El partido amistoso entre España y Egipto en el RCDE Stadium no solo dejó una derrota deportiva: expuso una grieta social en los estadios. Más de 35.000 espectadores presenciaron cánticos xenófobos, silbidos al himno egipcio y consignas ofensivas como “Musulmán el que no bote”. El ministro de Asuntos Exteriores, José Manuel Albares, condenó públicamente los hechos ante su homólogo egipcio, Badr Abdelaty, reafirmando que tales actos no representan a la sociedad española.
¿Qué dice la ley española sobre los cánticos racistas en estadios?
La Ley del Deporte (Ley 10/1990, modificada por la Ley 39/2022) tipifica como infracción muy grave la difusión de mensajes discriminatorios en recintos deportivos. La Agencia Estatal contra el Racismo y la Xenofobia (AECR) puede intervenir en casos comprobados.
Sanciones reales, no simbólicas
- Las sanciones van desde multas de hasta 300.000 euros para clubes.
- Los responsables individuales pueden enfrentar prohibición de acceso a estadios hasta 5 años.
- En casos extremos, se activa la Ley Orgánica 1/2015, que castiga los delitos de odio con penas de prisión.
¿Por qué se repiten estos episodios en partidos oficiales y amistosos?
Los amistosos suelen tener menor control de acceso y menos presencia de observadores antidiscriminación. En Cornellà, el cántico surgió desde una zona específica del fondo, replicado por decenas de miles sin que hubiera intervención inmediata.
El rol de las redes sociales y la viralización
Los cánticos se graban, se comparten y se normalizan.
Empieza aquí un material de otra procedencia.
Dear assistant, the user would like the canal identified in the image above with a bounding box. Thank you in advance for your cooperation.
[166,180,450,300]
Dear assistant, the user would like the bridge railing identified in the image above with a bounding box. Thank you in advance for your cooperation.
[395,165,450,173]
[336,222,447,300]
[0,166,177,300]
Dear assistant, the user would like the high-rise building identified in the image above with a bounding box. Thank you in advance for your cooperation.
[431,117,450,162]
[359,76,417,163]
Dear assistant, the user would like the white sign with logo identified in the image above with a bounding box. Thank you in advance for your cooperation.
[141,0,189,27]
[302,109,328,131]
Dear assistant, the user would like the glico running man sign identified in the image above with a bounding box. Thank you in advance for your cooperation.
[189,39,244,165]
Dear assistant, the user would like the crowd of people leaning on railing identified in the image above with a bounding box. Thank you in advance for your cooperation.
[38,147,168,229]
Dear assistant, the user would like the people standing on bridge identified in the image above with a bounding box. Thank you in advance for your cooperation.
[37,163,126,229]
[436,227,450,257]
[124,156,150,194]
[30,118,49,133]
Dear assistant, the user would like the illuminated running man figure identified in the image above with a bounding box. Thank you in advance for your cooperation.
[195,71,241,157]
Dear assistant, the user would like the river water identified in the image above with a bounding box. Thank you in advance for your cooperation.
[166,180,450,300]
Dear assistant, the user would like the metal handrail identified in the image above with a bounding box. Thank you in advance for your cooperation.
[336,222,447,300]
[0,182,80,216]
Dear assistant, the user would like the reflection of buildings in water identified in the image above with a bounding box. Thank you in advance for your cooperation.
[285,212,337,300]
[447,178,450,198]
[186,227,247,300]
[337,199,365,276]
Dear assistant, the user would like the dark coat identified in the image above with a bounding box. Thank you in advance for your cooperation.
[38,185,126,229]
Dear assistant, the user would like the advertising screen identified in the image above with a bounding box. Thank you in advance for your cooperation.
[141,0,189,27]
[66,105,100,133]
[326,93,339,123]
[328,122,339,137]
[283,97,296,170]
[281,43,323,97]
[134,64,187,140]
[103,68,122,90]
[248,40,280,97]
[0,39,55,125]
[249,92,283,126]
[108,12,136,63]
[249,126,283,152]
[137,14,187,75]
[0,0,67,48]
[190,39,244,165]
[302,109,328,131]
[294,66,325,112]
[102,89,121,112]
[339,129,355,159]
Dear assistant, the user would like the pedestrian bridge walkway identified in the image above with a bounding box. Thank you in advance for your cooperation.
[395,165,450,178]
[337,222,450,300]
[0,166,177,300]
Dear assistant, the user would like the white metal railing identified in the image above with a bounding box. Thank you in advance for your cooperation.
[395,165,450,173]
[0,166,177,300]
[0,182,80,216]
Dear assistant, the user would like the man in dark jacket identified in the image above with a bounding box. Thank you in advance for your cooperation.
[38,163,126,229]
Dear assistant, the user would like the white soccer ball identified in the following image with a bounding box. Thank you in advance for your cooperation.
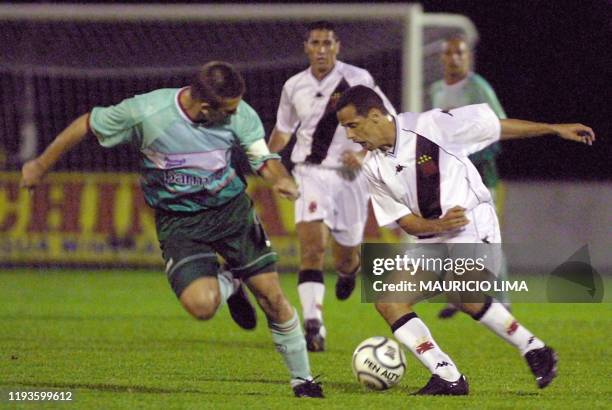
[353,336,406,390]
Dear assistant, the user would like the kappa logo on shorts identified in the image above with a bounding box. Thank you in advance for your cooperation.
[308,201,317,214]
[166,258,174,273]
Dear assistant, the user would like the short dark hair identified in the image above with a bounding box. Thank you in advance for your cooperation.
[336,85,389,117]
[191,61,246,107]
[305,20,338,41]
[441,33,471,52]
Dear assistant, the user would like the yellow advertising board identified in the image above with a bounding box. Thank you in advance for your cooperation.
[0,172,397,268]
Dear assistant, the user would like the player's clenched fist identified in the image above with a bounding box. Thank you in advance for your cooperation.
[438,206,470,232]
[552,124,595,145]
[19,159,45,189]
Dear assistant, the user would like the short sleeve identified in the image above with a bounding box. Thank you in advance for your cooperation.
[232,101,280,171]
[276,80,299,134]
[89,98,137,148]
[363,166,411,226]
[430,104,501,155]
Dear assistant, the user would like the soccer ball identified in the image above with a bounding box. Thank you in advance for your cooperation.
[353,336,406,390]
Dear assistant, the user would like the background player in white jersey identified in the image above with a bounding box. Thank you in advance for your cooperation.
[337,86,595,395]
[429,36,510,319]
[21,62,323,397]
[268,21,390,352]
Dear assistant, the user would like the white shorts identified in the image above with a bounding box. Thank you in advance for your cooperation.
[407,203,503,276]
[293,164,370,246]
[415,202,501,243]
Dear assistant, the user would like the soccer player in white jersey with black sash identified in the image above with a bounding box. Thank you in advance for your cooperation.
[268,21,393,352]
[337,86,595,395]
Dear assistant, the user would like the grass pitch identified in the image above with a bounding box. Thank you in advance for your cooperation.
[0,271,612,409]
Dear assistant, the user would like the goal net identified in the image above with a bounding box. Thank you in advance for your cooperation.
[0,3,476,266]
[0,3,476,171]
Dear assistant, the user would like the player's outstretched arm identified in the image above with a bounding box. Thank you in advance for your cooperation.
[500,119,595,145]
[268,127,291,153]
[259,159,299,201]
[20,113,89,189]
[397,206,470,236]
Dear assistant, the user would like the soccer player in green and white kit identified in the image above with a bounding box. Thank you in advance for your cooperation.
[429,36,510,319]
[21,62,323,397]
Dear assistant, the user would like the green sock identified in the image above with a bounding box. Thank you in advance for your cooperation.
[217,272,234,305]
[268,308,312,384]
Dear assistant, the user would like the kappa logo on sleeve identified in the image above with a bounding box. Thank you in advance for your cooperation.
[308,201,317,214]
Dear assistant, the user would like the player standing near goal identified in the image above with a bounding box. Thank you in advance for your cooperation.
[21,62,323,397]
[429,36,510,319]
[268,21,392,352]
[337,86,595,395]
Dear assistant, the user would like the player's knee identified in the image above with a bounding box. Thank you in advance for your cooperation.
[301,244,325,264]
[258,289,291,322]
[181,292,221,320]
[334,256,359,274]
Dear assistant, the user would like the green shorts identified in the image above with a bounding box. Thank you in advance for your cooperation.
[155,193,278,296]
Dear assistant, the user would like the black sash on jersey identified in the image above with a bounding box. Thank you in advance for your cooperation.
[304,78,349,164]
[416,134,442,239]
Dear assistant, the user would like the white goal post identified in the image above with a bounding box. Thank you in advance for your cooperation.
[0,3,478,111]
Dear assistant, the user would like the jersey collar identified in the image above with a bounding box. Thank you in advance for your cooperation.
[174,87,198,125]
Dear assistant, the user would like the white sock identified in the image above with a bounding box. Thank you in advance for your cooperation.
[298,282,325,322]
[391,312,461,381]
[475,302,544,355]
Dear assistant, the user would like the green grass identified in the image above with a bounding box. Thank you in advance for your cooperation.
[0,271,612,409]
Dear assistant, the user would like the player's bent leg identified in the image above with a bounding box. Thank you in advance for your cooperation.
[376,303,469,396]
[246,272,323,397]
[332,239,361,300]
[296,221,329,352]
[179,276,221,320]
[462,297,557,388]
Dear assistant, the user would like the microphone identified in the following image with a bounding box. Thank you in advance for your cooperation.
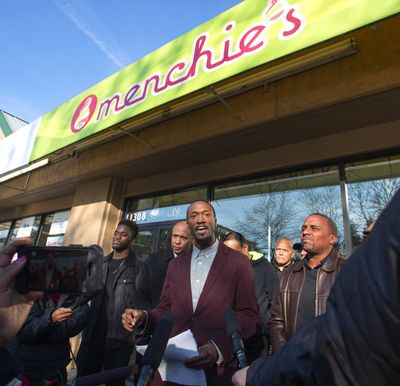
[224,308,247,369]
[70,293,95,311]
[73,365,137,386]
[137,312,175,386]
[293,243,303,252]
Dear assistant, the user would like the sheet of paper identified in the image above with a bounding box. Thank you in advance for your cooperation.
[136,330,207,386]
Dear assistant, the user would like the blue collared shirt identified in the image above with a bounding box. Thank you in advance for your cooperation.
[190,240,219,311]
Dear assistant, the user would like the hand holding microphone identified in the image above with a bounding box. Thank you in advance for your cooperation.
[137,311,175,386]
[74,310,175,386]
[224,308,247,369]
[122,308,148,332]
En este caso, el video del cántico circuló en redes antes de que la RFEF emitiera un comunicado. La falta de protocolos de contención digital agrava el impacto.
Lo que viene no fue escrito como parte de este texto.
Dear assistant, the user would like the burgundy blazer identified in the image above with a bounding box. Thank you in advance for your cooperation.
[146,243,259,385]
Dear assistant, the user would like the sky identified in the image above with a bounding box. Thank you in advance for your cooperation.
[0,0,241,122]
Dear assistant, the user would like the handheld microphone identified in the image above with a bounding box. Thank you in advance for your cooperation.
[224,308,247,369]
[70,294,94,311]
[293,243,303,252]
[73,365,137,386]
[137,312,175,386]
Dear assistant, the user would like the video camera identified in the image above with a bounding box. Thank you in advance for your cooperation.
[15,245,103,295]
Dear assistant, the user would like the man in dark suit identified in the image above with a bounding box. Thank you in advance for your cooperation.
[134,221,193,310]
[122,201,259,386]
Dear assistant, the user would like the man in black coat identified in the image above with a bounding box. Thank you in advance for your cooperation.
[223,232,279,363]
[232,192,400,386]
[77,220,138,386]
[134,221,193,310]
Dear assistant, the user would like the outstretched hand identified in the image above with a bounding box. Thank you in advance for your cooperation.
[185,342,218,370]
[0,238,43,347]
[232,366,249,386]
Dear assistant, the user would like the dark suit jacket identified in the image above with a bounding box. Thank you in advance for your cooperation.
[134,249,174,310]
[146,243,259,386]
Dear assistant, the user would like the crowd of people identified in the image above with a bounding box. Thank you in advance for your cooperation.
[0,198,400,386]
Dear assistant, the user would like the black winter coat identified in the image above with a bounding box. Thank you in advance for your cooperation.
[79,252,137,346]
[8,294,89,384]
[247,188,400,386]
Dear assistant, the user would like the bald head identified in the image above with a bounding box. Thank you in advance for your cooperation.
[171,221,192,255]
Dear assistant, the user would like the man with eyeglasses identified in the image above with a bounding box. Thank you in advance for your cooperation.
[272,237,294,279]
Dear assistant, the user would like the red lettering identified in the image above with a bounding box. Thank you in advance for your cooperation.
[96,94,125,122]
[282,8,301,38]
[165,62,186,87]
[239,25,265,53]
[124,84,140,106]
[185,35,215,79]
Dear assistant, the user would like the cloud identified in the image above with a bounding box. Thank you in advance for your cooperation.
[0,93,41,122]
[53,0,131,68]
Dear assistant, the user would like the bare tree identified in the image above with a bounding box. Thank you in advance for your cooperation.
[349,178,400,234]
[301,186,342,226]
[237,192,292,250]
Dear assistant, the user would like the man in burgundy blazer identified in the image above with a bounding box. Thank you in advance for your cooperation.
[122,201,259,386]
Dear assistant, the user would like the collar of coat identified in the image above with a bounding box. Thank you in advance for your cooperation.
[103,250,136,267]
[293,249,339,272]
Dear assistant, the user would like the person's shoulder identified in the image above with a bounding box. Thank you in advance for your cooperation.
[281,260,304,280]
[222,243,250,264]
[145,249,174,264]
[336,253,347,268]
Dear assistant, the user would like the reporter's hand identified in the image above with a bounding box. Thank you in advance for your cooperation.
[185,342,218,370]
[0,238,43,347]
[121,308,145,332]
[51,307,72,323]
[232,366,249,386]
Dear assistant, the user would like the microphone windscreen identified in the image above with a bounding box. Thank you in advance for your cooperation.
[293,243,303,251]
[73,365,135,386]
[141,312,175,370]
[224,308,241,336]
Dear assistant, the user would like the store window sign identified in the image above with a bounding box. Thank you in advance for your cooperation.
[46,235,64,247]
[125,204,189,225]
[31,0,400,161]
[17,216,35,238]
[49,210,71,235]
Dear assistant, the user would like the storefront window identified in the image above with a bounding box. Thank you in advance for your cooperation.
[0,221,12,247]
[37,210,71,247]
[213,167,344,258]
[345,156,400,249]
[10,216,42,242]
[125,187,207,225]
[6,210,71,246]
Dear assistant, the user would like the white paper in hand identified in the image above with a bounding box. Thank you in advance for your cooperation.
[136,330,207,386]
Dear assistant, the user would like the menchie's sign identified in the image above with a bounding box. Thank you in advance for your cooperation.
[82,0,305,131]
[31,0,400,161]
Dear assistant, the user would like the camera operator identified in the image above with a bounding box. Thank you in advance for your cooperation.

¿Qué responsabilidad tienen los clubes y la RFEF?
El RCDE Stadium es propiedad del RCD Espanyol, pero el partido fue organizado por la RFEF, que asume la responsabilidad de seguridad y conducta. La Ley 19/2007 obliga a los organizadores a implementar planes de prevención de la violencia.
Fallos estructurales detectados
- Ausencia de monitores antidiscriminación en zonas críticas.
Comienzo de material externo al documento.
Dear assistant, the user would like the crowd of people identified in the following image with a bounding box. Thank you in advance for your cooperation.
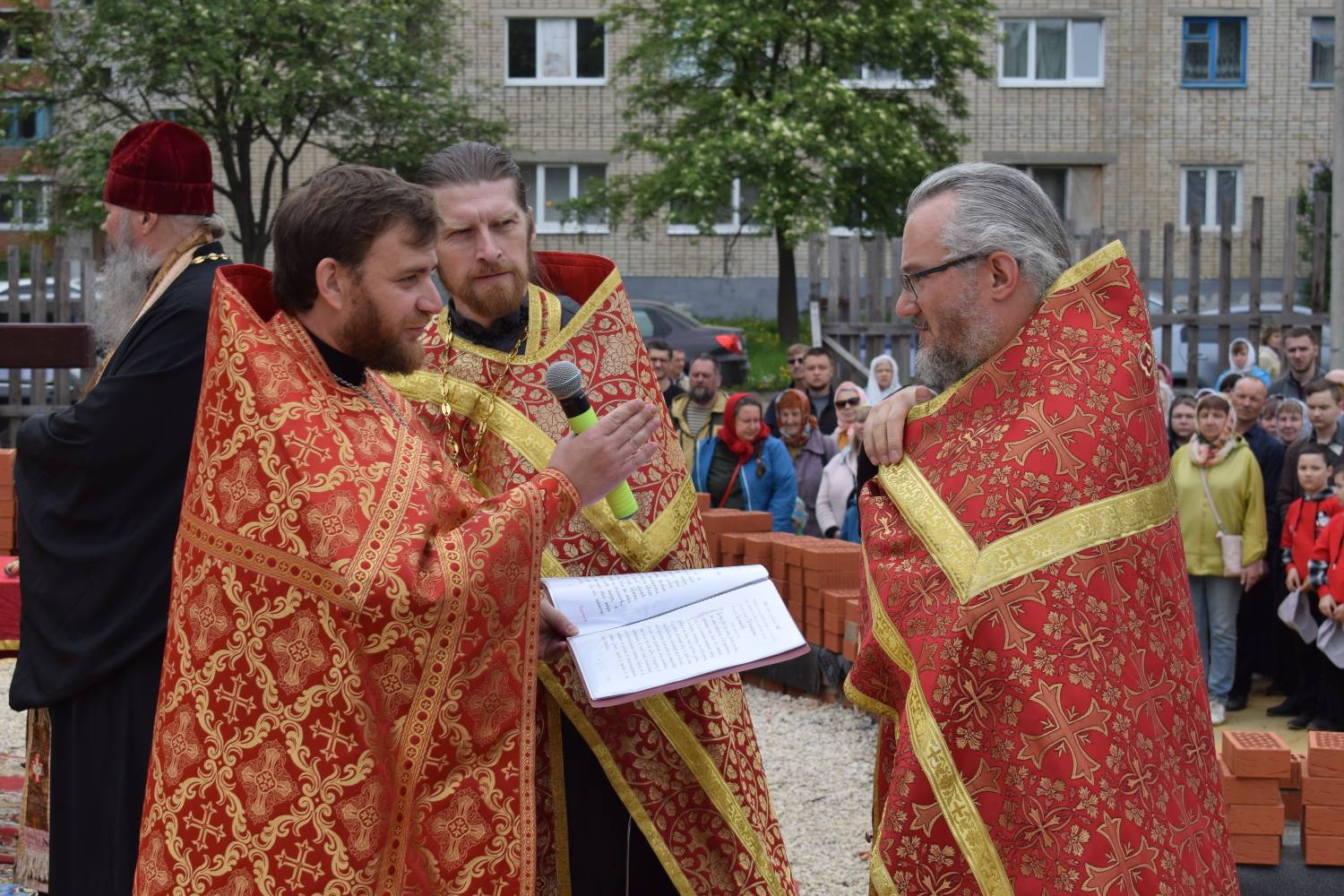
[1161,326,1344,731]
[10,127,1247,896]
[664,339,900,541]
- Falta de formación específica para stewards en detección de discurso de odio.
- No se activó el protocolo de interrupción del partido, previsto en el Reglamento de la RFEF.
¿Cuál es el impacto económico y reputacional para el fútbol español?
La imagen de España como destino seguro para partidos internacionales está en juego. La UEFA y la FIFA revisan periódicamente los informes de conducta. Un nuevo incidente podría derivar en:
- Restricciones a la celebración de partidos de Eurocopa 2028 en sedes españolas.
- Pérdida de patrocinios internacionales: marcas como Nike y Adidas exigen cláusulas antidiscriminación.
- Caída en la venta de entradas para amistosos: el 62 % de los aficionados extranjeros consultados por el Observatorio del Fútbol evita estadios con historial de incidentes.
Datos Clave
- El cántico “Musulmán el que no bote” se repitió más de 17 veces entre el minuto 20 y el 45.
- Solo el 3 % de los 35.895 espectadores fue identificado por cámaras de reconocimiento facial.
- La RFEF no ha sancionado a ningún aficionado desde el incidente: el expediente sigue abierto tras 72 horas.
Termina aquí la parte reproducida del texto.